I think we’re finally reaching the end of our journey through the various cases for and against the virginity of Mary when she conceived Jesus. We’ve looked at the texts, the history, the defenses. One thing we have not looked at yet is, now that we’ve explored the conservative case for why the literal virgin conception is necessary, why more liberal theologians argue it isn’t.
I do not think [the birth stories of Matthew and Luke] are historically factual, but I think they are profoundly true in another and more important sense. … I do not see these stories as historical reports but as literary creations. As the latter, they are not history remembered but rather metaphorical narratives using ancient religious imagery to express central truths about Jesus’ significance.

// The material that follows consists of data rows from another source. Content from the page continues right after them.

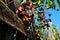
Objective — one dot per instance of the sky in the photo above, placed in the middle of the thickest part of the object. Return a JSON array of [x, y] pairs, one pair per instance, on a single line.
[[55, 16]]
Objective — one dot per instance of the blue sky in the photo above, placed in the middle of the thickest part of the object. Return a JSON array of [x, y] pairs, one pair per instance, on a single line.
[[55, 17]]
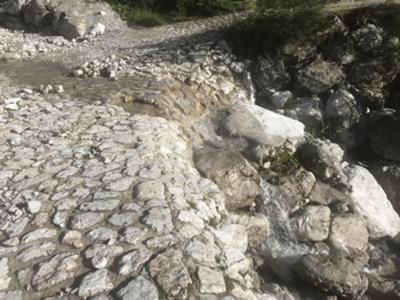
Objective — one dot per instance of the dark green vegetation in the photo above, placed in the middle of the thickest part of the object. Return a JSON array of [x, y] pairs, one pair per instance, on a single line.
[[158, 12]]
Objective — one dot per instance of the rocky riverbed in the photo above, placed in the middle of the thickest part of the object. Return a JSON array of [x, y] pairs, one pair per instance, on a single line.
[[135, 164]]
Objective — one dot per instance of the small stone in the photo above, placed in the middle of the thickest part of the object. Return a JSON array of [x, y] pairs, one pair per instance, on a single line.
[[36, 251], [132, 262], [159, 220], [149, 190], [138, 289], [73, 238], [102, 234], [58, 269], [95, 283], [5, 279], [85, 220], [42, 233], [211, 282], [122, 219], [33, 206], [99, 262], [132, 235]]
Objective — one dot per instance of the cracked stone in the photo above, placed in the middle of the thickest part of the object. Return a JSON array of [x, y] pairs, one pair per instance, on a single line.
[[85, 220], [42, 233], [95, 283], [122, 219], [73, 238], [159, 220], [170, 272], [132, 262], [138, 289], [58, 269], [211, 282]]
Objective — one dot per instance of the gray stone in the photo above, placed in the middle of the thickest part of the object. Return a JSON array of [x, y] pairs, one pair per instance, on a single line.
[[335, 274], [122, 219], [132, 262], [5, 278], [138, 289], [232, 173], [95, 283], [170, 272], [211, 282], [313, 224], [150, 189], [73, 238], [368, 200], [103, 205], [36, 251], [132, 235], [349, 235], [85, 220], [319, 76], [159, 220], [56, 270], [43, 233], [102, 234]]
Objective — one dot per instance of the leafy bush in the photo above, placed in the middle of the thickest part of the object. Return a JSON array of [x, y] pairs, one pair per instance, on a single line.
[[156, 12], [271, 29]]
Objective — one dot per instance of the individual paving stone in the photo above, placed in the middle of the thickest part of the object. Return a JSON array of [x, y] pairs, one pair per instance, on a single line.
[[5, 278], [103, 205], [5, 251], [99, 262], [85, 220], [120, 185], [42, 233], [211, 282], [102, 234], [33, 206], [17, 227], [233, 236], [58, 269], [151, 189], [36, 251], [67, 172], [11, 295], [132, 235], [60, 219], [132, 262], [73, 238], [66, 204], [107, 251], [138, 289], [159, 220], [95, 283], [158, 243], [170, 272], [152, 172], [203, 251], [122, 219]]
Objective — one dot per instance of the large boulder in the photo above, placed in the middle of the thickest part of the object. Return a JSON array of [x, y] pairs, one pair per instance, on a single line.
[[232, 173], [319, 76], [335, 274], [368, 37], [270, 73], [69, 18], [387, 173], [368, 200], [383, 134], [324, 159], [263, 126], [349, 235]]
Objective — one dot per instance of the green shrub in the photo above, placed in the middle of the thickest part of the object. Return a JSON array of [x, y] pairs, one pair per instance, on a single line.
[[272, 29]]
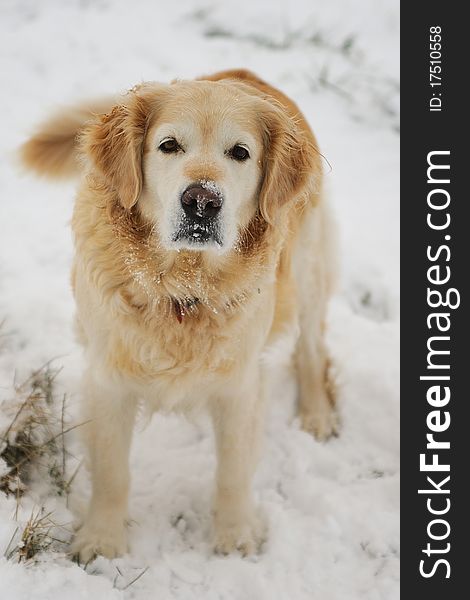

That’s Marcus Borg in his response to N.T. Wright’s defense of the virgin birth in The Meaning of Jesus: Two Visions, the pair’s literary debate about all things Jesus.
Similar, Thomas Boslooper in his 1962 work The Virgin Birth takes great pains to lay out the historical case against the literal historicity of the Matthew and Luke narratives, yet in his introduction says:
If the church continues to deny, neglect or misinterpret the virgin birth, it will continue to fail to employ one of its chief tools for building a well-ordered and moral society. A truly catholic and ecumenical understanding of the virgin birth of Jesus is demanded by the religious issues and moral climate of the twentieth century. Such an approach to an important Biblical narrative may also help to produce a truly catholic and ecumenical church.
This from someone who believes the virgin birth is purely metaphorical!
So let it be rejected that those who reject the historicity of the virgin birth are not strong defenders of it in some sense. The question is: How do they get there? How do they argue for truth apart from fact?
Borg argues the virgin-birth stories are “history metaphorized.” The themes of light shining in the darkness and the struggle between the kings of earth and heaven are reflective of the Jesus story as a whole. He sees the Jesus birth story as another in the long Jewish line of remarkable birth stories (Sarah, Rebekah, Rachel, Hannah, etc., all gave birth when they were too old or infertile to do so).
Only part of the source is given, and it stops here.